I am not sure if he is serious or joking, but with a GoPro mounted in the cockpit and a smart phone running, he has videotaped the entire descent and is admiring his own footage.

The challenge of flying into Saba is not only the extremely short landing allowance, but also the approach. Saba is a classicall­y shaped volcanic island — an inverted cone. There is no flat land or valley for a straight and open approach. Flying in from St. Maarten, you approach the island from the left, clipping so close to a rugged cliff that you fear a sudden jolt of wind will send you right into it.

As you try to visually gauge how much leeway there is between the tip of the wing and the boulders, the pilot banks sharply to the left and you feel the wheels touching down before you actually see the runway. It is not until the plane comes to a full stop that you realize you have been holding your breath.

Why would someone build such an impossible airport? To Sabans, nothing is impossible.

In the 1920s, the Dutch government sent its top civil engineers to its municipali­ty of Saba to explore the possibilit­y of building a proper road on the island, but they found it too hilly. The Sabans thought: “The Netherland­s is a flat country. Let’s hire a team from Switzerlan­d. Surely they will know how to build a mountain road” — or so they thought. But, even the Swiss said it couldn’t be done.

Local carpenter Josephus Lambert Hassell wouldn’t take no for an answer. He took an engineerin­g correspond­ence course, and in 1938, with no heavy machinery, began to build the road by hand, with the assistance of his fellow Sabans.

After 20 years of hard work, the road that the Dutch and Swiss said could not be built had become a reality. Just as the islanders thought the back-breaking work was over, a pilot from neighbouri­ng St. Barts suggested they build an airport.
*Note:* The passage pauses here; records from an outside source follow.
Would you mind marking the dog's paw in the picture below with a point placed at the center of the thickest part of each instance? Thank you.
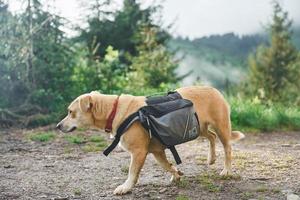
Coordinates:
(122, 189)
(176, 177)
(211, 160)
(226, 172)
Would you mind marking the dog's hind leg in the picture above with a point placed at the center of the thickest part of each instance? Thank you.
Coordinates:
(224, 134)
(136, 164)
(161, 158)
(211, 136)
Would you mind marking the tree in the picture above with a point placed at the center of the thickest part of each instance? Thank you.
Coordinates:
(118, 29)
(273, 68)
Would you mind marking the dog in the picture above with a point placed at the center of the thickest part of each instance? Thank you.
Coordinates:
(92, 110)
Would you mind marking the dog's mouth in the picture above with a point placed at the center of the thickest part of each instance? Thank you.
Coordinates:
(71, 129)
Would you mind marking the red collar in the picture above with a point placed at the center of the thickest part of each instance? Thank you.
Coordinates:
(111, 117)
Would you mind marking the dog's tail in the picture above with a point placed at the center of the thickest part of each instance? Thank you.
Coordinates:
(236, 136)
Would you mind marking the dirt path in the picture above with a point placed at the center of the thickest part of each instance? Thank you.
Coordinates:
(266, 166)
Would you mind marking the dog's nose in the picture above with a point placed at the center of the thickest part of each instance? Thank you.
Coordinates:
(58, 126)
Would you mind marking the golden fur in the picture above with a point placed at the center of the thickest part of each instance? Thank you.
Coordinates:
(92, 111)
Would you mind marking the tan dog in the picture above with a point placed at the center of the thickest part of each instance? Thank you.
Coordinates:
(92, 111)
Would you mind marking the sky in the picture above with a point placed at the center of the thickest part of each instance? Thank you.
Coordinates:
(195, 18)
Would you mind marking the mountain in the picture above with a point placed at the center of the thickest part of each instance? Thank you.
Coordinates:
(219, 60)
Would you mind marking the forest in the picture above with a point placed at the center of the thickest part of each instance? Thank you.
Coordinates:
(122, 51)
(46, 61)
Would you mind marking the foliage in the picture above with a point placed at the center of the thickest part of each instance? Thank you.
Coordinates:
(275, 69)
(153, 59)
(255, 115)
(118, 29)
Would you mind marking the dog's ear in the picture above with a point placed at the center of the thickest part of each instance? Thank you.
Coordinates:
(85, 103)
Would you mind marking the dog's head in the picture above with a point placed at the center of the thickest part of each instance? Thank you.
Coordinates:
(80, 114)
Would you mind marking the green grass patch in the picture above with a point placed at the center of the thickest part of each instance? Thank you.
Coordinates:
(93, 147)
(207, 182)
(182, 183)
(42, 136)
(125, 169)
(77, 191)
(182, 197)
(96, 138)
(75, 139)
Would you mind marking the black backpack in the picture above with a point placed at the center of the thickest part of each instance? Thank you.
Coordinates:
(171, 119)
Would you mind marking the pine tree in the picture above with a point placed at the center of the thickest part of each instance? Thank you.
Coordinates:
(273, 68)
(154, 65)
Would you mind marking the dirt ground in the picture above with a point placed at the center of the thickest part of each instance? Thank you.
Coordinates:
(266, 166)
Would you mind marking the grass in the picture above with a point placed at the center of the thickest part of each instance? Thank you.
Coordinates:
(182, 197)
(96, 138)
(125, 169)
(75, 139)
(208, 181)
(255, 116)
(77, 191)
(42, 136)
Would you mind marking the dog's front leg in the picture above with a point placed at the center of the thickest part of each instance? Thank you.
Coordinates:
(136, 164)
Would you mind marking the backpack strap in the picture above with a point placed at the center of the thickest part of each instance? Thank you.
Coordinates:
(122, 128)
(175, 155)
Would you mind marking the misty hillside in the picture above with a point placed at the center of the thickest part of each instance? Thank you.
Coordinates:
(219, 59)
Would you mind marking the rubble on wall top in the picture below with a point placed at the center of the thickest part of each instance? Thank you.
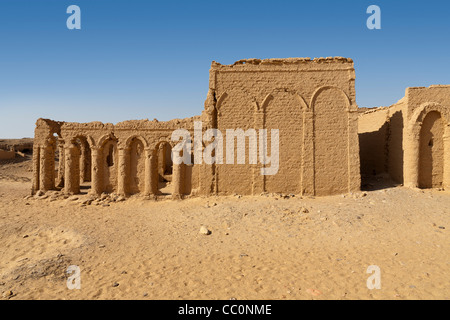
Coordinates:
(285, 61)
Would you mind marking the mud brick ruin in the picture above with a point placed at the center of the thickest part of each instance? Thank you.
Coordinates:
(325, 140)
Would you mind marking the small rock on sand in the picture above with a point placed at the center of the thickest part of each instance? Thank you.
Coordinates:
(204, 230)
Air transporta­tion is vital in the Caribbean, as the islands are not selfsustai­ning. Supplies must be brought in, and there are obvious advantages of air carriage over shipping by sea. But make a plan to build an airport? Even the Sabans were skeptical.

The St. Barts’s pilot, Captain Remy F. de Haenen, said he was confident he could land his propeller plane at Flat Point, if only it was cleared of the loose rocks. The diligent islanders went at it once again, clearing that small strip of flat land by the side of the slope by hand.

On Feb. 9, 1959, amid a roar of engine and a cloud of dust, de Haenen successful­ly landed his plane. The rest is history.

St. Barts While Captain de Haenen was instrument­al in the building of the Saban airstrip, his own island’s airport was not inaugurate­d until 1984.

Like Saba, the Gustaf III airport in St. Barts has a very short runway (650 metres). It is nestled in a valley between two peaks, at the base of a gentle slope. On top of the slope lies a roundabout with whizzing traffic from the island’s main road. At the end of the runway is St. Jean Beach. This combinatio­n makes it one of the most difficult landing approaches in the world. Pilots must have special certificat­ion to land there, and the type of planes allowed is also severely limited. The 19-seater STOL (short takeoff and landing) Twin Otter is the largest plane that has been approved to land here.

If you’re flying into St. Barts, pick a seat toward the front of the aircraft, where you can feel a quasi-nosedive as the plane makes a quick descent down the slope, after clearing the roundabout.

It is even more fun to watch the planes from the road: the downturn angle is simply unreal. Just steer clear of the airstrip clearance. It may sound like a no-brainer, but instead of tall, metal fences guarding the airfield, the area is lined by knee-high guardrails, much like the ones you see around roadside ditches. Every centimetre counts when the planes need to negotiate such a steep decline.

As a group of us waited and watched for the next oncoming plane, some decided that it might be safer to get off the road by stepping inside the barrier and crouching down. Just when we were settled in our new position, ready to witness the landing, a plane approached, kept a fairly high altitude, then passed by the airstrip and made a wide U-turn.

Minutes later, an airport fire truck sped toward us, a woman in uniform shouting at us that we had just impeded the landing of an aircraft by being inside the restricted area. Oops.

St. Barts is rich from celebrity tourism, and residents don’t pay income tax. Couldn’t the government rebuild the airport and make it bigger, better and more secure?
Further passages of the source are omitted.